Conventionally, state-change predicates are written to take two time parameters, where the trace then passes in both t
and t.next
.
pred release[k: Key, t, t': Time] {
t in k.pressed
t' not in k.pressed
}
Representing Arbitrary Properties¶
Information beyond booleans can be encoded with Multirelations.
open util/ordering[Time]
sig Time {}
sig User {
-- current place in time
, at: Page one -> Time
-- all visited pages
, history: Page -> Time
}
Writing Page one -> Time
indicates that for every Person and Time, there is exactly one page. Writing Page -> Time
also any number of pages per person/time.
Note
There’s no innate reason why we use Page -> Time
instead of Time -> Page
. However, making Time the end of the multirelation is conventional.
sig Page {
-- pages reachable from this page
link: set Page
}
pred goto[u: User, p: Page, t, t': Time] {
-- valid page to change to
p in u.at.t.link
-- change pages
p = u.at.t'
-- save new page in history
u.history.t' = u.history.t + p
}
When using multirelations of form rel = A -> B -> Time
, we get the value of b
at time t
with a.rel.t
pred stay[u: User, t, t': Time] {
u.at.t' = u.at.t
u.history.t' = u.history.t
}
stay
is a “stuttering” predicate which makes it valid for a user to not change at the next time step. Without it goto
would have to be true for every single user at every time in the trace.
Common Issues¶
Incomplete Trace¶
The trace must fully cover what happens to all dynamic signatures. If not, weird things happen. Consider the following alternate trace for the browsing model:
fact Trace {
at.first = history.first -- everybody starts with their initial page in history
all t: Time - last |
let t' = t.next {
one u: User |
u.stay[t, t'] or
some p: Page | u.goto[p, t, t']
}
}
This is true iff exactly one User either stays or goes to a valid page. This allows them to do anything that’s not covered by the two predicates. A user may go to an unlinked page, or stay on the same page but change their history to include a page they never visited.
Limitations¶
There are some limitations to what we can model in a dynamic system.

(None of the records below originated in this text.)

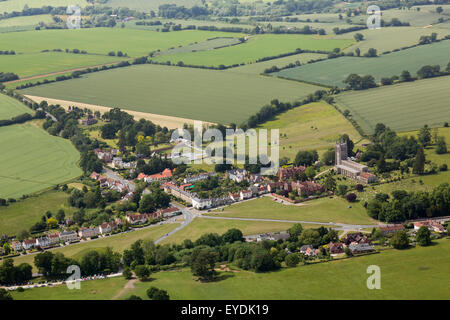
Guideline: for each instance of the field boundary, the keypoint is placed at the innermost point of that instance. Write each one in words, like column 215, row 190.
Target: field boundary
column 165, row 121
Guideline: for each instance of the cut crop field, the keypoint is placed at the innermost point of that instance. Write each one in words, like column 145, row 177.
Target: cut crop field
column 208, row 95
column 17, row 5
column 333, row 72
column 417, row 273
column 25, row 65
column 34, row 160
column 259, row 67
column 10, row 107
column 103, row 40
column 402, row 107
column 321, row 210
column 256, row 47
column 312, row 126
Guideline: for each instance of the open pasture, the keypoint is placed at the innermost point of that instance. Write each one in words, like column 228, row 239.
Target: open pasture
column 402, row 107
column 34, row 160
column 209, row 95
column 256, row 47
column 103, row 40
column 312, row 126
column 25, row 65
column 10, row 107
column 333, row 72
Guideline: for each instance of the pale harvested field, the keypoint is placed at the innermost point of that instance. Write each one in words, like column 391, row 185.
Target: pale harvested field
column 163, row 121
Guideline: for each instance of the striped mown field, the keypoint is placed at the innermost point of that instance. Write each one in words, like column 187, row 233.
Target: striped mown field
column 402, row 107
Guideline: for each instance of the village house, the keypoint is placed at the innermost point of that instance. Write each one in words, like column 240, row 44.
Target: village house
column 349, row 168
column 16, row 245
column 88, row 232
column 431, row 225
column 361, row 248
column 107, row 227
column 336, row 247
column 390, row 229
column 245, row 194
column 53, row 238
column 237, row 175
column 42, row 242
column 290, row 173
column 68, row 236
column 137, row 218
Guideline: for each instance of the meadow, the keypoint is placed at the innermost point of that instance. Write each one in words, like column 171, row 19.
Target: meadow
column 118, row 242
column 256, row 47
column 259, row 67
column 35, row 160
column 25, row 65
column 10, row 107
column 17, row 5
column 320, row 210
column 313, row 126
column 200, row 226
column 384, row 66
column 208, row 95
column 417, row 273
column 23, row 214
column 402, row 107
column 133, row 42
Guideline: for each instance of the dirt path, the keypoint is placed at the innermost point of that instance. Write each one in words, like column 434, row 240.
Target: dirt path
column 164, row 121
column 64, row 71
column 129, row 285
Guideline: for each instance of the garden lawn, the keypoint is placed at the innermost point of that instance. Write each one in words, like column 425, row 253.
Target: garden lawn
column 320, row 210
column 256, row 47
column 10, row 107
column 209, row 95
column 402, row 107
column 35, row 160
column 118, row 242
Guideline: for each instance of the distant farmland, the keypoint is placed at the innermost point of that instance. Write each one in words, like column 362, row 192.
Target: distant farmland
column 10, row 107
column 333, row 72
column 209, row 95
column 35, row 160
column 402, row 107
column 256, row 47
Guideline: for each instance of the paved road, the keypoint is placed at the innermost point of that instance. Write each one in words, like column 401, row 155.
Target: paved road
column 112, row 175
column 188, row 217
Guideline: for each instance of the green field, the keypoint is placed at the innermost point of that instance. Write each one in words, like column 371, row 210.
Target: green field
column 321, row 210
column 23, row 214
column 17, row 5
column 391, row 38
column 118, row 242
column 25, row 65
column 10, row 107
column 384, row 66
column 417, row 273
column 35, row 160
column 209, row 95
column 402, row 107
column 257, row 68
column 256, row 47
column 133, row 42
column 25, row 21
column 200, row 226
column 312, row 126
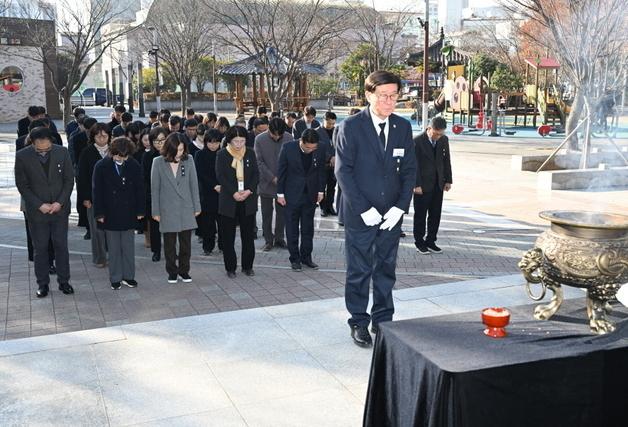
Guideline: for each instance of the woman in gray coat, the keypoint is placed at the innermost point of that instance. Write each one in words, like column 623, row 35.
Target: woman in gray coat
column 175, row 204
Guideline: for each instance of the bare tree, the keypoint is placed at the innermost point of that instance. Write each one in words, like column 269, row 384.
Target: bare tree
column 87, row 30
column 589, row 38
column 283, row 34
column 381, row 30
column 184, row 32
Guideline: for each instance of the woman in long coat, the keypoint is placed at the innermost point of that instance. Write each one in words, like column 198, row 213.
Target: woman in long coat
column 156, row 138
column 98, row 149
column 238, row 176
column 118, row 194
column 175, row 204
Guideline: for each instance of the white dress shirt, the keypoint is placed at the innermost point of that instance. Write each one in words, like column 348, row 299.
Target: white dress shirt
column 376, row 122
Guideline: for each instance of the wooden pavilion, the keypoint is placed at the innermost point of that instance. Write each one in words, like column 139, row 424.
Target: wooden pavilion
column 254, row 68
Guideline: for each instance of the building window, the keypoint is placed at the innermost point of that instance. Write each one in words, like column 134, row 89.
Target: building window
column 12, row 79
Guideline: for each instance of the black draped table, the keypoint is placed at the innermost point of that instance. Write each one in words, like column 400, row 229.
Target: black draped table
column 443, row 371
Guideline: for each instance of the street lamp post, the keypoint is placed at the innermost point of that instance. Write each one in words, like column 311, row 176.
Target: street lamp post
column 155, row 51
column 426, row 64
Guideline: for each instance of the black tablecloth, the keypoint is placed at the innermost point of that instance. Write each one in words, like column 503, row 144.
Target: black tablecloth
column 443, row 371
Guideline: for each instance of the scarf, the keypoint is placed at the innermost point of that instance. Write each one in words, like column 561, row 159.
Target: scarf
column 102, row 150
column 237, row 162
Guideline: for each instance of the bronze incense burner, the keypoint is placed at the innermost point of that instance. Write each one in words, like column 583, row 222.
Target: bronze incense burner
column 586, row 250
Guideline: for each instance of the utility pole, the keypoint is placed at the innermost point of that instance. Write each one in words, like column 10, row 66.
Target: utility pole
column 426, row 65
column 214, row 75
column 155, row 51
column 140, row 87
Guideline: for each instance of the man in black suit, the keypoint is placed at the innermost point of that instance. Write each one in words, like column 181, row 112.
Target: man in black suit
column 300, row 185
column 433, row 178
column 376, row 169
column 308, row 121
column 44, row 178
column 326, row 133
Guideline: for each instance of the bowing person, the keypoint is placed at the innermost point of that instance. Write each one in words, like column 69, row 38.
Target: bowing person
column 118, row 203
column 97, row 150
column 44, row 177
column 175, row 204
column 209, row 188
column 300, row 185
column 156, row 139
column 238, row 176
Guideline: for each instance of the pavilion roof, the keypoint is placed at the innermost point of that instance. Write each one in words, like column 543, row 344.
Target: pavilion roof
column 543, row 63
column 255, row 65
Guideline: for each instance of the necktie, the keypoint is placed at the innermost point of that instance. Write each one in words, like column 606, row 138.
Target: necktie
column 382, row 135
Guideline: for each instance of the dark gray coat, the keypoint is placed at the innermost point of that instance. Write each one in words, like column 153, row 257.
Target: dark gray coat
column 175, row 200
column 36, row 188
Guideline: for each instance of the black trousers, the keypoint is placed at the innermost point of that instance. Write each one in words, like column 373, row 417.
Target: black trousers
column 185, row 251
column 269, row 204
column 226, row 230
column 155, row 236
column 427, row 205
column 55, row 230
column 300, row 221
column 29, row 245
column 327, row 204
column 208, row 227
column 371, row 256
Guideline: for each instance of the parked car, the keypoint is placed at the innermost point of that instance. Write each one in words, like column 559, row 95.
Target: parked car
column 97, row 95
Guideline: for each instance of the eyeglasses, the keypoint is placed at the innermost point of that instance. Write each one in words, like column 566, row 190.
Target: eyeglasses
column 382, row 97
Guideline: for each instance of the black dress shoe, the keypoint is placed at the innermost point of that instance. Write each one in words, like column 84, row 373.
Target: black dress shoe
column 42, row 292
column 311, row 264
column 66, row 288
column 433, row 248
column 361, row 336
column 281, row 244
column 130, row 283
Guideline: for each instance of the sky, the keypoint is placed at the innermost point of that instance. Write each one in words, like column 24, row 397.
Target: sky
column 400, row 4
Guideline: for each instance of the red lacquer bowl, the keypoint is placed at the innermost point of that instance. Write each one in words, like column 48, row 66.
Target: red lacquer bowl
column 495, row 318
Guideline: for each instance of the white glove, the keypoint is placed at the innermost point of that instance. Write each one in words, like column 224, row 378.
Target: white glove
column 371, row 217
column 392, row 217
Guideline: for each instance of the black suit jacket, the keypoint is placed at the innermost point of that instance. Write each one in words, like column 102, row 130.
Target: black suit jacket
column 147, row 165
column 299, row 126
column 118, row 198
column 226, row 176
column 89, row 158
column 434, row 163
column 36, row 188
column 205, row 161
column 22, row 126
column 293, row 180
column 368, row 175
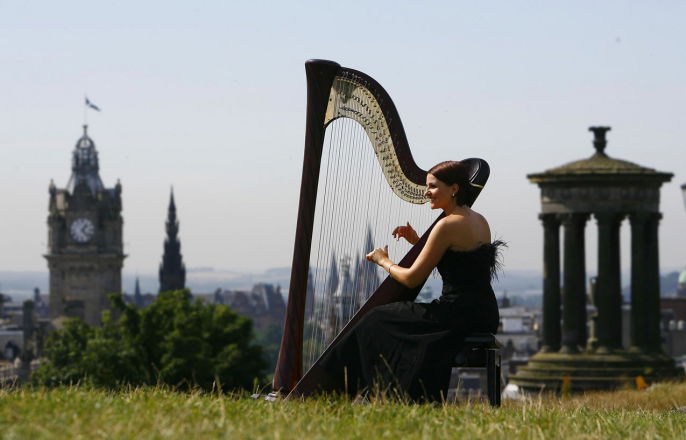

- Alloy cannot tell if a system has deadlocked. A deadlock is when there is no valid next state as part of the trace. If the trace is encoded as a fact, then the entire model is discarded. If the trace is encoded as a predicate, Alloy will provide any model that doesn’t match the trace as a counterexample.
- Alloy cannot test that some property is guaranteed to happen in infinite time, aka liveness.
- Alloy cannot emulate fair dynamic systems.